Slovakian PM Radicova listens to the leader of the Freedom and Solidarity Party Sulik. Credit: Petr Josek/Reuters Welcome to our continuing coverage of the eurozone crisis. All times are London time. By Esther Bintliff and John Aglionby on the world news desk in London, with contributions from FT correspondents around the world.

Today’s main events are in Greece – where the troika published a long-anticipated statement, and in Bratislava, where the Slovakian parliament is voting on whether to back the expanded eurozone rescue fund, the EFSF.

21.38: As we close up for the day, a markets update. The S&P 500 closed flat at 1,195.54 as investors remained cautious after the delay in the vote to expand the rescue package. The euro surrendered all gains and changed little against the dollar at $1.3642. That’s all from us.

21.30: Here is the latest FT story and Alphaville blog post.

21.20: Slovakia’s government has lost a confidence vote on a plan to bolster the EFSF rescue fund, toppling the government. But it is expected that the package will go through in a later vote with help from the opposition. Smer, the largest opposition party, said it would support the changes in a second vote. A total of 55 lawmakers of the 124 present backed the motion, falling short of the required majority of 76.
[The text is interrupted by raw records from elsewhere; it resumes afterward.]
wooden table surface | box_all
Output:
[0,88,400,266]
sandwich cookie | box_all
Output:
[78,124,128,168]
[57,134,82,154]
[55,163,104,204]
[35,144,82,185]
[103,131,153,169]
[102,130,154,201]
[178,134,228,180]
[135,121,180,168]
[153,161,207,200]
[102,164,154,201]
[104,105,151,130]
19.30: We’re going to take a little break on the blog now – but we’ll be sure to update you when (if?) the Slovak deputies vote. In the meantime, thanks for reading, and for all your comments! You can follow our coverage at ft.com and of course on twitter, @ftworldnews

19.20: European authorities plan to set a higher-than-expected capital threshold for the region’s banks and give them six to nine months to achieve that level or face government recapitalisations under the auspices of the eurozone’s €440bn rescue fund, senior regulators have told the FT. Patrick Jenkins in London, Ralph Atkins in Frankfurt and Peter Spiegel in Brussels report:

The European Banking Authority’s board of supervisors has approved in principle the idea that banks should be made to raise their core tier one capital ratios – the key measure of financial strength – to 9 per cent, well beyond the current expections of banks and analysts, even after absorbing writedowns on the value of their sovereign debt holdings.

Officials cautioned, however, that the 9 per cent threshold – which could see dozens of banks forced to raise a combined €275bn, according to Morgan Stanley estimates – is still being debated in national capitals and in Brussels.

Some senior officials at the European Commission, which is due to unveil its own plan for bank recapitalisations, support the higher levels and could announce their backing as early as on Wednesday.